The solution to date, which addresses this legitimate fear, is to “constrain” ebooks. This means that a lot of the things we take for granted on most websites are just not possible with books. Copy/paste, sharing passages, and generally moving files from one place to another is much harder with ebooks than with other digital goods, because of a combination of constraints in the EPUB format, digital rights management, and device/platform lock-in.
ebooks may be built out of the same stuff as the Internet (that is, HTML), but to date we’ve managed to keep them relatively tame, compared to the wild and wooly world of the Web.
This is a good thing if you have an existing business model you wish to protect (and publishers and authors certainly do, rightly so).
But there is a cost to this protection, because in order to achieve this similarity with the past, we’ve intentionally crippled ebooks. We’ve constrained ebooks so they act more like print books and less like the Web.

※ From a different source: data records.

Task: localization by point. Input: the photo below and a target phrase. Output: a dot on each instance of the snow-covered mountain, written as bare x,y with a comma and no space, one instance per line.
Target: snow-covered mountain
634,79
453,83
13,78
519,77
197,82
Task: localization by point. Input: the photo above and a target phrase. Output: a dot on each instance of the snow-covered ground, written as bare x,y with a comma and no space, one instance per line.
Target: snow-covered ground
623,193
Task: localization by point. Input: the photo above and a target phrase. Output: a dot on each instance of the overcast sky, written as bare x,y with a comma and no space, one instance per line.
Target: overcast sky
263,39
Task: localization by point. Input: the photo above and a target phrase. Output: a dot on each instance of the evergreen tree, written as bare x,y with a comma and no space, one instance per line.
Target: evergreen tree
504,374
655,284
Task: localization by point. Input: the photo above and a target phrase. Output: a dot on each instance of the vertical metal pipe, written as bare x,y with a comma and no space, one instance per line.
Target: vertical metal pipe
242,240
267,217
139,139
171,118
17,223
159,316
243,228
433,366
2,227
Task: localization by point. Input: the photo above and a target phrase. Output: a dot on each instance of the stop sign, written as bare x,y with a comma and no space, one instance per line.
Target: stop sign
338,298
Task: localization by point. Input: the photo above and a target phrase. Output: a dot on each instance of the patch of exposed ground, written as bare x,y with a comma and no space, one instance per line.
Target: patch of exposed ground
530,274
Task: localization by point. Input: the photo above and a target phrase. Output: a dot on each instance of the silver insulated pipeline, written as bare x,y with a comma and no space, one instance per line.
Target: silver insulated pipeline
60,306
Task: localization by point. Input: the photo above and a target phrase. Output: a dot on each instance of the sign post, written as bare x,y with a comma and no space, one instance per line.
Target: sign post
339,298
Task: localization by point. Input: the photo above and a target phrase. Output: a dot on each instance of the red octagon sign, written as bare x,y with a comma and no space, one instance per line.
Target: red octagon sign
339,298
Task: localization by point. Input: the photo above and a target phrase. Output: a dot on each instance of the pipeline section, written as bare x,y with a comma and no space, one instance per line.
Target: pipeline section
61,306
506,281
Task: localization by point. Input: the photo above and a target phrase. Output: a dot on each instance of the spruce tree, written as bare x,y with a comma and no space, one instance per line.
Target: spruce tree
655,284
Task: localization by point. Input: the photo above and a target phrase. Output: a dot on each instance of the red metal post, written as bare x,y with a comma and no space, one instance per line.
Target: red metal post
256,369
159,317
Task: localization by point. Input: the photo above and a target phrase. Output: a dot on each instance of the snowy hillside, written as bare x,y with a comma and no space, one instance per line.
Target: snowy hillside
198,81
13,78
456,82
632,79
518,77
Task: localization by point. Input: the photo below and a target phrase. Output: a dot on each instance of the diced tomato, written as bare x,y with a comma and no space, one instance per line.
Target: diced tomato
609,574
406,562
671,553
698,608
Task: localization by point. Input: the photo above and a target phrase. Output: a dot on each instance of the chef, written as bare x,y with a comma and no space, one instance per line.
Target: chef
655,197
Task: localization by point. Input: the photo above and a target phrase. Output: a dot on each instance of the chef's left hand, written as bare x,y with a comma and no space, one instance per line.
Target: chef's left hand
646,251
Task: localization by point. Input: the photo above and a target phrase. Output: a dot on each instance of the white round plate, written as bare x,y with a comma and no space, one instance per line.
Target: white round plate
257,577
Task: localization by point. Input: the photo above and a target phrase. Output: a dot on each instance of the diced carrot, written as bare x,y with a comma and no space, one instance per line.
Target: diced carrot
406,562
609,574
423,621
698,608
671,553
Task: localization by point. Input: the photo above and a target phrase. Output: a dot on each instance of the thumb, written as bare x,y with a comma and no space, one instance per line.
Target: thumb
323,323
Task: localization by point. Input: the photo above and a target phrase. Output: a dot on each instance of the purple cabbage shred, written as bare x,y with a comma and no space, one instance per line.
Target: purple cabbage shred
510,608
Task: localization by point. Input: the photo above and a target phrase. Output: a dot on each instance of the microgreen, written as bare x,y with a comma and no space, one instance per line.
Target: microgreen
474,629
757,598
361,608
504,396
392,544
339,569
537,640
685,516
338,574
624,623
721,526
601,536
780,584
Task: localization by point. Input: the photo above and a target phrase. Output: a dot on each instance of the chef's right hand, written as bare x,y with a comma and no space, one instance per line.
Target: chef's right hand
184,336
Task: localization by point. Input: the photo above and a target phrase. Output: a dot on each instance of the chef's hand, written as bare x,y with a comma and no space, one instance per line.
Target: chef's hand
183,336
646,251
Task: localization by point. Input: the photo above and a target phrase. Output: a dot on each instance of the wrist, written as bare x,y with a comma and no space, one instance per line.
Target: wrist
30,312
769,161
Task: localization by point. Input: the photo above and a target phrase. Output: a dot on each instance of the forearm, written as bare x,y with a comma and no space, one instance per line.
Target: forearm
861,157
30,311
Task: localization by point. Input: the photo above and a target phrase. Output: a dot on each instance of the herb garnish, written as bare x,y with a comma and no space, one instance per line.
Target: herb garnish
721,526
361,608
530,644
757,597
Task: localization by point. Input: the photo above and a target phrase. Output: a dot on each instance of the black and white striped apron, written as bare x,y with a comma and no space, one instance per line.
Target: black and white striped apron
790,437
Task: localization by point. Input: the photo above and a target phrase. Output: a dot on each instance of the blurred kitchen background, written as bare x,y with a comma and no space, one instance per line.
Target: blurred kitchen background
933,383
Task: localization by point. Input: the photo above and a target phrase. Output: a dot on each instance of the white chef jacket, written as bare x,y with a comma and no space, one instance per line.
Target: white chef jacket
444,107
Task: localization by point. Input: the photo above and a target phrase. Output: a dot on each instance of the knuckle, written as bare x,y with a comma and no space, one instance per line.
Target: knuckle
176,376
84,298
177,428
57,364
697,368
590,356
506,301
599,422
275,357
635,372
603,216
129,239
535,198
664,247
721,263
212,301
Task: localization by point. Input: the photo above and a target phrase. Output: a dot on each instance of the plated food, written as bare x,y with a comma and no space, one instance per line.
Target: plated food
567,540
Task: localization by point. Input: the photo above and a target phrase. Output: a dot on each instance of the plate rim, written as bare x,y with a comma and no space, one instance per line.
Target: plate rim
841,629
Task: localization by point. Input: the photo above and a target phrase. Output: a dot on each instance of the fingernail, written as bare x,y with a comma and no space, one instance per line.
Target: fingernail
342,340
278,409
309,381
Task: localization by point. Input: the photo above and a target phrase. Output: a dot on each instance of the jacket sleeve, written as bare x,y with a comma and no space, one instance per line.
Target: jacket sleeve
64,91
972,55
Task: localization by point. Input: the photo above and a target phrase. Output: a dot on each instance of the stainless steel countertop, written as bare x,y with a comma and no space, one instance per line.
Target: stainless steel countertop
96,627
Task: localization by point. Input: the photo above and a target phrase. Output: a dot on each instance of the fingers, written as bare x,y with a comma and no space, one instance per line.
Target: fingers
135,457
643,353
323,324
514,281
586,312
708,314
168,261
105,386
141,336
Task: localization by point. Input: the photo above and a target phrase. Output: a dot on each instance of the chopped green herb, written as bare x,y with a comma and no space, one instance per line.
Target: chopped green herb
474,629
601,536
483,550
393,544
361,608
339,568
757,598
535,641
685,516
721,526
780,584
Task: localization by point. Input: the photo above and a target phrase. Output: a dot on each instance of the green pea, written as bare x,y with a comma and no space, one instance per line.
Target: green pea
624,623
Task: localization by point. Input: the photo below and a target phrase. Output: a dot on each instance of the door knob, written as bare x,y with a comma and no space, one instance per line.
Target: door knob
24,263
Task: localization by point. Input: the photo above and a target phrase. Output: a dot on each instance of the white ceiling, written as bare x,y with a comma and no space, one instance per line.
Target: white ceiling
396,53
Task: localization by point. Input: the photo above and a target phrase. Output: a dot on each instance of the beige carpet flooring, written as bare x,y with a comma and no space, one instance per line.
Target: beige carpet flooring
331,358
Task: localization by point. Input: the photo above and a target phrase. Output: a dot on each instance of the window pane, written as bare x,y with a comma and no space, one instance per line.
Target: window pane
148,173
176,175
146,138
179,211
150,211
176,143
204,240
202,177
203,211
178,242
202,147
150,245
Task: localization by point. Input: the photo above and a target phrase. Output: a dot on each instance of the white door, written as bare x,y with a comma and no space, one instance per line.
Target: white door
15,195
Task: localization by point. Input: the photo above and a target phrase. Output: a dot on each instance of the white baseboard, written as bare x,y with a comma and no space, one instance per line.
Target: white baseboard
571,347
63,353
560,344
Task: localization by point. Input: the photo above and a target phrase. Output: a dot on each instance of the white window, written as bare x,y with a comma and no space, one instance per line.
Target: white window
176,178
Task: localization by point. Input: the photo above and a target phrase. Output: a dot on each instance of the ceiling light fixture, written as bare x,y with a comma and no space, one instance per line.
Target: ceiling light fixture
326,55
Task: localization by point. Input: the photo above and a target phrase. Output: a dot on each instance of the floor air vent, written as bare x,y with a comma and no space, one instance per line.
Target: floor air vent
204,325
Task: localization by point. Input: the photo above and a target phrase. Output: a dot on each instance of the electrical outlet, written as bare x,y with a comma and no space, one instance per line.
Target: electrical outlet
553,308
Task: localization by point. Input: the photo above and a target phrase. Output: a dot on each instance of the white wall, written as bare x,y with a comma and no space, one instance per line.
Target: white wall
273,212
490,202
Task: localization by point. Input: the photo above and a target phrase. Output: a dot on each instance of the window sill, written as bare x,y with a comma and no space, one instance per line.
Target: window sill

Here are just some of the things we expect to be able to do with things on the Internet that we can’t do with ebooks:
- link to a specific chapter or page
- search for text on the Internet and land on the ebook
- leave a comment or feedback in a central place
- easily query an API about that ebook
- easily search and extract geographic data from an ebook
Here is a question: if you can do certain things with a print book and other things with an ebook, and different kinds of things with a book on the Web, which of these options is more valuable to you as a reader?
Having just ebooks and print books? Or having ebooks, print books, and books on the Web? My answer is, from a pure mathematical view: print, ebook, and Web.
P +E < P+E+W
So what kinds of things might come about if books are connected to the Web? The truth is, we don’t really know. And that is precisely why I believe books will end up on the Web.
Because when things are made accessible on the Web, smart people start to build exciting things. New things get born that we never would have imagined. We’ve seen this time and time again: think about what happened when we started sending correspondence through email, conversation through Twitter, when Google put maps on the Internet and made those maps available through an API. Making things available on the Web gives birth to new and exciting things we can’t yet imagine.
The market economy and the innovative spirit of the Web are great at rewarding those who find ways to deliver more value to people. There will be immense commercial and creative incentive for new publishers to put books on the Web, because there is just more value for readers there. We don’t know what the business models will look like. Subscription books? Advertising? Upselling other products? Serialized books? Something altogether different? We don’t know yet, but eventually courageous new publishers will find out.
Old publishers will follow or perish.
And yet some people find the idea that books will be on the Web to be heretical. Because the Web is filled with lolcatz and ego noise.
But the question isn’t what stupid things people have put on the Web in the past, but what great things we could do if books were connected on the Web in the future. That’s what sets people who love books, and the Web, to dreaming.